Harbor’s before state: agent workers called POST /v1/completions directly; no shared queue; HPA scaled pod count on CPU while GPU nodes stayed cold. After state:

  1. Introduced a dedicated inference gateway with admission control and tenant quotas.
  2. Deployed vLLM with continuous batching on a fixed GPU pool sized to 70% target utilization.
  3. Implemented 20 ms / 8 ms coalesce windows for P0/P1 lanes with max_wait enforcement.
  4. Attributed batch efficiency metrics per tenant in the cost ledger (tokens per GPU-second, queue wait ms).
  5. Kept P2 digest jobs on a separate low-priority worker group to avoid head-of-line blocking.

Results after four weeks: GPU utilization 19% → 68%, p95 model step latency 3.8 s → 0.9 s, inference cost per run $0.41 → $0.11, weekly budget-breach rate 34% → 4.8%. No change to agent prompts or tool schemas — pure scheduling and capacity alignment.

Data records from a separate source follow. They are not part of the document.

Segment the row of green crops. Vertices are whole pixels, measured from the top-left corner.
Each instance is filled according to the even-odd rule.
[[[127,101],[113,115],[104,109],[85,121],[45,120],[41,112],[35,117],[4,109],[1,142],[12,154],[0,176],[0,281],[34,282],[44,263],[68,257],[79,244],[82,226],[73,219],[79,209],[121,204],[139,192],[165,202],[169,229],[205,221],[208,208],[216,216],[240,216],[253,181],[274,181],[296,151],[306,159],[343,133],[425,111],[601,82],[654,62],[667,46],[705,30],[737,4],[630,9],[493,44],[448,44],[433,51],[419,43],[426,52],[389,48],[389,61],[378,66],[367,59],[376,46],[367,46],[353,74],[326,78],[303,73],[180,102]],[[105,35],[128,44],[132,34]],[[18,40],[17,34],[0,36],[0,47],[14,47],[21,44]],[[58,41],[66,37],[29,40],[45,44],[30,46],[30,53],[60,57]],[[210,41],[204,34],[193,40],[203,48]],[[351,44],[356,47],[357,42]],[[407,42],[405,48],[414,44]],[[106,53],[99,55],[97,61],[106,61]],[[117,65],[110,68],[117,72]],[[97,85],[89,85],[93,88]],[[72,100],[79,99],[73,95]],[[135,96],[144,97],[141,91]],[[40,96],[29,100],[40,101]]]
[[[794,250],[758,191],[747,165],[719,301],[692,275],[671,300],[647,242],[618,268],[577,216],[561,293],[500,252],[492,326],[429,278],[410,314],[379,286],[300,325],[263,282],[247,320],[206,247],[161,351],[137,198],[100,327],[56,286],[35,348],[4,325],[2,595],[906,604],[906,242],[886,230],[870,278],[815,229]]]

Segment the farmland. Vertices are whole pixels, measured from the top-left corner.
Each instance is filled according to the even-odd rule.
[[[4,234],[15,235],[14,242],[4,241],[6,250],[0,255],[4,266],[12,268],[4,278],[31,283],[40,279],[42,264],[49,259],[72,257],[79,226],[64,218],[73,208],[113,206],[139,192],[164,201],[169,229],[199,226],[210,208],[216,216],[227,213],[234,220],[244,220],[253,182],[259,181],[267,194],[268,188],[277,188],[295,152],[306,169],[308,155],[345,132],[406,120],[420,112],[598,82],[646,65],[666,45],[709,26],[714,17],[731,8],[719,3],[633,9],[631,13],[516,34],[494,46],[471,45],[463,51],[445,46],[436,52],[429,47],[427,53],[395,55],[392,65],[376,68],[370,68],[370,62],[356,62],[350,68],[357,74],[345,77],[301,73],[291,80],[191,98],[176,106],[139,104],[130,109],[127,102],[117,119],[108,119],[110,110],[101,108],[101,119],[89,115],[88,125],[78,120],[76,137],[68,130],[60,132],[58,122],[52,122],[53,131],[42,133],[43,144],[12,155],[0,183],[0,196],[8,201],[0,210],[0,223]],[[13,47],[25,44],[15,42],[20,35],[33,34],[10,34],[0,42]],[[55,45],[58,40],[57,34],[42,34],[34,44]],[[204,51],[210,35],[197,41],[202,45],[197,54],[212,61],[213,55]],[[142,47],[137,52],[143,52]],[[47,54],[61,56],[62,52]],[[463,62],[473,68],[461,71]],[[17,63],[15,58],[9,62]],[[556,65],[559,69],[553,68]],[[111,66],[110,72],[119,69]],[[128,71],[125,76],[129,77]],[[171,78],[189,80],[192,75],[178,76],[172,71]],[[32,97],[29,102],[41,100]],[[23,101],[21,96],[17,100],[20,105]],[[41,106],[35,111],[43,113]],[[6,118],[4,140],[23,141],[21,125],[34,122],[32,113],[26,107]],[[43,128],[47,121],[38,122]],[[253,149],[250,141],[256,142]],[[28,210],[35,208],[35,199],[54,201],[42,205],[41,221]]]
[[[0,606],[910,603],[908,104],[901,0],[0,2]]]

Decision table: batching vs adjacent techniques

Technique Primary win When batching is better When the alternative wins
Prompt caching Cheaper prefill on repeated prefixes Bursty diverse prompts, low prefix overlap Stable system prompts across thousands of runs
Parallel tool execution Shorter wall-clock when tools are independent Model-bound steps with synchronized GPU queue Tool-bound runs with rare model calls
Smaller / routed models Lower per-token cost on easy steps Already on smallest viable model but GPUs idle Quality-sensitive steps needing frontier models
Request coalescing Higher GPU utilization, lower tail latency under burst Self-hosted fleets, reserved capacity, rate-limit storms Single-digit QPS with strict per-request isolation needs

Mature fleets combine all four: cache static prefixes, route easy steps to small models, parallelize read tools, and coalesce what remains.

Common pitfalls

  • One global coalescing window — P2 batch jobs inflate P0 latency; split lanes.
  • Ignoring max_wait_ms — chasing fill rate turns coalescing into unbounded delay.
  • Mixing model variants in one batch — silent kernel fallback or hard failures.
  • Scaling HTTP pods instead of GPU schedulers — multiplies idle workers; fix the gateway.
  • No cancellation propagation — cancelled runs burn GPU on abandoned sequences.
  • Attributing savings only at invoice level — without per-run wait and batch-fill metrics, regressions hide inside averages.
  • Batching across tenant secret boundaries — shared KV cache leaks are catastrophic; enforce tenant-scoped worker pools when required.
  • Assuming hosted APIs batch for you — provider-side batching is opaque; client-side pacing and async batch APIs still help on bursty agent ingress.

Production checklist

  • Instrument queue depth, coalescing wait ms, batch size, and GPU utilization per model.
  • Define P0/P1/P2 lanes with explicit max_wait_ms and coalescing windows.
  • Enforce model+adapter+precision grouping in the scheduler.
  • Wire cancellation tokens from agent runtime through to inference eviction.
  • Demux streaming tokens by run_id before SSE delivery.
  • Record tokens per GPU-second and queue wait in the cost ledger.
  • Load-test Monday-morning burst patterns, not average QPS.
  • Separate batch-tier workers from interactive pools.
  • Alert when GPU utilization < 40% AND p95 queue wait > SLA.
  • Reconcile batching wins against tool-loop duration before scaling GPUs.

Key takeaways

  • Agent fleets multiply small model calls into GPU-starving bursts.
  • Coalescing schedulers batch compatible jobs within SLA-bounded windows.
  • Continuous batching maximizes utilization for interactive agent steps.
  • Priority lanes prevent batch-tier jobs from blocking live chat.
  • Harbor Support cut budget breaches from 34% to 4.8% with scheduling alone.